In development stage, evaluators run on every output. In demo and live stages, the sampling.rate property allows you to evaluate a representative fraction rather than every single invocation.
Example Project Spec
# LLM-judge evaluator for customer support responses
elements:
- element_type: evaluator
slug: support-evaluator
spec:
scoring_method: weighted
llm_assisted:
enabled: true
model_ref: "claude-sonnet-4-6"
criteria:
- name: empathy
weight: 0.3
evaluator: rate_empathy
- name: accuracy
weight: 0.5
evaluator: rate_accuracy
- name: brevity
weight: 0.2
evaluator: rate_brevity
thresholds:
pass: 70
excellent: 88
output_schema:
include_reasoning: true
include_suggestions: true
Common Patterns
Auto-Evaluator Attached to an Agent
Attach an evaluator to an agent so every task is scored automatically:
# Create the evaluator
POST /api/{circle}/{project}/
{
"element_type": "evaluator",
"slug": "task-quality-gate",
"spec": {
"scoring_method": "binary",
"criteria": [
{"name": "task_completed", "weight": 1.0}
],
"thresholds": {"pass": 80}
}
}
# Attach it to the agent
POST /api/{circle}/{project}/task-quality-gate/ops/attach
{ "target_id": "<agent-uuid>" }
When the agent completes a task, the evaluator runs automatically and the result is recorded against the task.
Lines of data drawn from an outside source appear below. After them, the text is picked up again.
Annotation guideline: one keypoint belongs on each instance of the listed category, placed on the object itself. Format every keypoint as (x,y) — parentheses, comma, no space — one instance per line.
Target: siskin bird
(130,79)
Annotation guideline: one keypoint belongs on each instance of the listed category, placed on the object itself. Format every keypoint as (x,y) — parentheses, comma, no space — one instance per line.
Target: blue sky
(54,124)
Sampling for Production Pipelines
For high-throughput flows in live stage, evaluate only a random 10% sample to reduce cost:
POST /api/{circle}/{project}/
{
"element_type": "evaluator",
"slug": "sampled-evaluator",
"spec": {
"scoring_method": "numeric",
"criteria": [{"name": "quality", "weight": 1.0}],
"sampling": {
"rate": 0.1,
"strategy": "random"
},
"storage": {
"enabled": true,
"retention_days": 90
}
}
}
Attaching Resources
Evaluators can use data resources to look up reference material or ground truth during scoring:
POST /api/{circle}/{project}/{resource-slug}/ops/attach
{ "target_id": "<evaluator-uuid>" }
| Resource | Use case |
|---|---|
vector | Semantic similarity scoring against a reference corpus |
document | Load rubrics or scoring guidelines |
sql | Look up expected values from a database |
prompt | Inject evaluation prompt template for LLM-as-judge mode |
Applying Modifiers
| Modifier | Use case |
|---|---|
rate-limit | Prevent evaluation floods when sampling.strategy is all |
auth-policy | Restrict who can view evaluation results |
requirements | Enforce that required data resources are available before evaluating |
Common Mistakes
Missing required criteria and scoring_method.
Both are required fields. An evaluator with no criteria has nothing to score against and will fail validation before it runs.
Weights that do not sum to 1.0 in weighted mode.
In weighted scoring, weights should sum to 1.0 across all criteria. Values like 0.5, 0.3, 0.2 sum correctly. Weights that sum above 1.0 inflate scores; weights that sum below 1.0 suppress them.
Expecting the evaluator to halt a flow on failure.
When used as an attached modifier, the evaluator records a score but does not automatically stop execution. To gate on scores, wire the evaluator into a flow explicitly and use a condition element to branch on the result.score value.
Using evaluator form (modifier) versus evaluator element type.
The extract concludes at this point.